University of Kentucky Profesor Emeritus F.D. Lewis's text is divided into five major chapters named Computability, Unsolvability, Complexity, Automata, and Languages. Each of these in turn consists of several smaller sections.
Essentials of Theoretical Computer Science isn't your standard cs theory book. Almost every other theory book I've ever read, including the classic Sipser book, starts off with finite state machines, then builds up to pushdown automata, then covers turing machines, in a sort of "lets increase the power" manner. Once Turing Machines are covered, the books cover decidability and reducibility, and complexity.
Lewis's book almost completely flips this around, immediately jumping into Turing Machines, decidability, reducibility, and the difference between recursive and recursively enumerable sets. Afterwards, a more standard approach is taken, covering finite state automata, pushdown automata, and then linear-bounded automata. THEN complexity. Finally, the concept of a grammar is introduced, in the very last chapter.
At first, I was really skeptical of this ordering. It seemed completely backwards to me, but after reading through the book, I've completely changed my mind. This is the ideal order to present this material, and I now consider almost every other theory book to be fundamentally flawed.
Covering TMs first and discussing decidability in the first chapter provides an anchor point for every other discussion about other kinds of sets and automata. And saving grammars to the very end lets the reader focus us reducibility and closure properties of sets without muddying the waters with parsing or the Chomsky hierarchy.
In addition to the completely unorthodox and excellent ordering of the material, the book is extremely readable, written in a conversational, occasionally humorous tone.
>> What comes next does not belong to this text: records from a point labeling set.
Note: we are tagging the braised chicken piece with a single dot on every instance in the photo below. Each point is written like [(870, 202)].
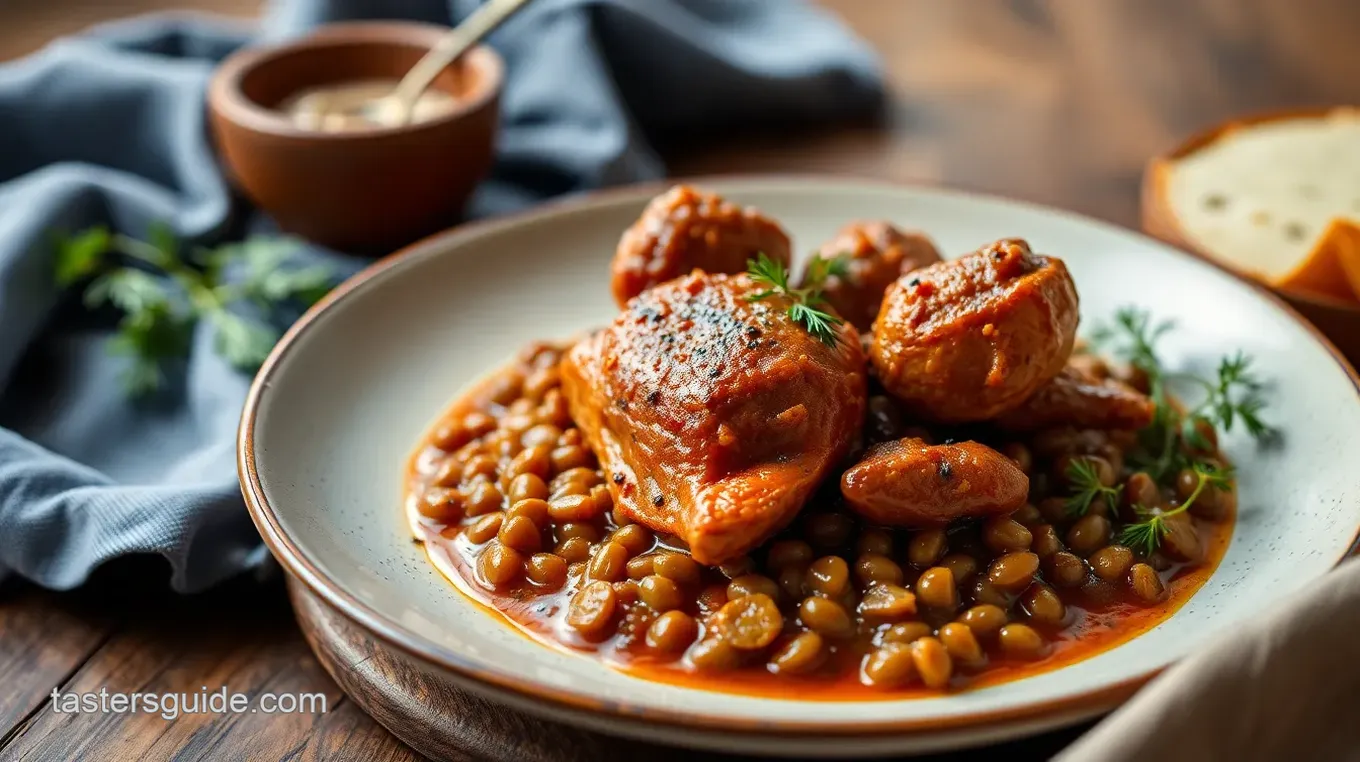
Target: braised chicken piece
[(1081, 400), (910, 483), (973, 338), (876, 255), (686, 229), (714, 417)]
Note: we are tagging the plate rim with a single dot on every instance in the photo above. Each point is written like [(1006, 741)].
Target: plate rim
[(291, 557)]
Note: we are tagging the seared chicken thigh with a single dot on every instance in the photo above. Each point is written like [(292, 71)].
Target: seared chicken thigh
[(910, 483), (714, 417), (686, 229), (973, 338), (1077, 399)]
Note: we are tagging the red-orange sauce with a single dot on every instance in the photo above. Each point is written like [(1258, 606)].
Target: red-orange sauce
[(1095, 625)]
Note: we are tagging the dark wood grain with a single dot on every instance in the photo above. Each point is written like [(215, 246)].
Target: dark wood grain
[(42, 642), (1058, 102)]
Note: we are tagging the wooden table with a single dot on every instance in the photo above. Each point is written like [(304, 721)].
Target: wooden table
[(1057, 102)]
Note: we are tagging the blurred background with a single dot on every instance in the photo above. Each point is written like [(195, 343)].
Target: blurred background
[(1054, 101)]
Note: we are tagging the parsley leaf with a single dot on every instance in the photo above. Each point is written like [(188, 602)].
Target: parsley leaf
[(162, 293), (79, 256), (807, 300)]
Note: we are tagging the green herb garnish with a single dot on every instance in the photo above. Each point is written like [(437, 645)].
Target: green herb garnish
[(1232, 396), (807, 300), (1087, 486), (163, 293), (1147, 535)]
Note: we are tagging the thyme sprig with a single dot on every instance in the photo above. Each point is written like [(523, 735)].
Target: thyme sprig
[(1087, 487), (807, 301), (1145, 536), (1232, 396), (163, 290)]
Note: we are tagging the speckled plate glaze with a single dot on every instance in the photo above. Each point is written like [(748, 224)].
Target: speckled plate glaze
[(337, 407)]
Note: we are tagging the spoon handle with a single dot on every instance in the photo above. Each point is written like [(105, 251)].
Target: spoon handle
[(456, 42)]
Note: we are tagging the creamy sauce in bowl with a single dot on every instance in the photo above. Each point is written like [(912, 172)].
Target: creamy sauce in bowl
[(361, 105)]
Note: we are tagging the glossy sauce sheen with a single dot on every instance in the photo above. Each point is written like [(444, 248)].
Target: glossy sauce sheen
[(1095, 625)]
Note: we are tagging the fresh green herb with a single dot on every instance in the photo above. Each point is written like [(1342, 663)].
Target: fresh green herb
[(1085, 487), (163, 291), (1145, 536), (807, 300), (1232, 396)]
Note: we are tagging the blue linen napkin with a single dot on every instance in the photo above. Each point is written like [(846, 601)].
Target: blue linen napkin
[(109, 128)]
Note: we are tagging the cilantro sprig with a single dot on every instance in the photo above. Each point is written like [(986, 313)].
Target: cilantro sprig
[(163, 290), (1145, 536), (807, 301)]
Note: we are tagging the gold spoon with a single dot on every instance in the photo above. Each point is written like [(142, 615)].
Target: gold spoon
[(396, 109)]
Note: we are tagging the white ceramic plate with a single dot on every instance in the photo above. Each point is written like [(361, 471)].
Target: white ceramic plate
[(339, 406)]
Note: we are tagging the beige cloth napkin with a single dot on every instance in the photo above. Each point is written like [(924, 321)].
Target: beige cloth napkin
[(1285, 686)]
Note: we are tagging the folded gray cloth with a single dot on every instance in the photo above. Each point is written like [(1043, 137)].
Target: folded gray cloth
[(1285, 686), (109, 128)]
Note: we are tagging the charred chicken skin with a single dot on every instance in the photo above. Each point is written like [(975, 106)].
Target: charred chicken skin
[(876, 255), (910, 483), (973, 338), (714, 417), (1080, 400), (686, 229)]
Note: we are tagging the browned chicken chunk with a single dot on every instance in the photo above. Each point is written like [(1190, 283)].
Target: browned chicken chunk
[(910, 483), (1080, 400), (877, 253), (970, 339), (686, 229), (714, 417)]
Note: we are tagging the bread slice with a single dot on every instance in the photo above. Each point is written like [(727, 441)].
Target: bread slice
[(1273, 197)]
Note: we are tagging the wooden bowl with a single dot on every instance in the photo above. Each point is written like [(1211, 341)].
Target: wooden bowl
[(1334, 317), (355, 191)]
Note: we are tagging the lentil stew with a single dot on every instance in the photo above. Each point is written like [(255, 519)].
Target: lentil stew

Proofs are simple and straightforward (as well as ample) and usually followed by a practical example as well to help solidify concepts. Despite the strangeness of the book, I highly recommend it for undergraduates and graduates studying CS Theory.
To make things even better, the entire book is completely free as an eBook from the author on his web site. If you have an interest in CS Theory, you owe it to yousrelf to read this book, which you simply can't beat for the price.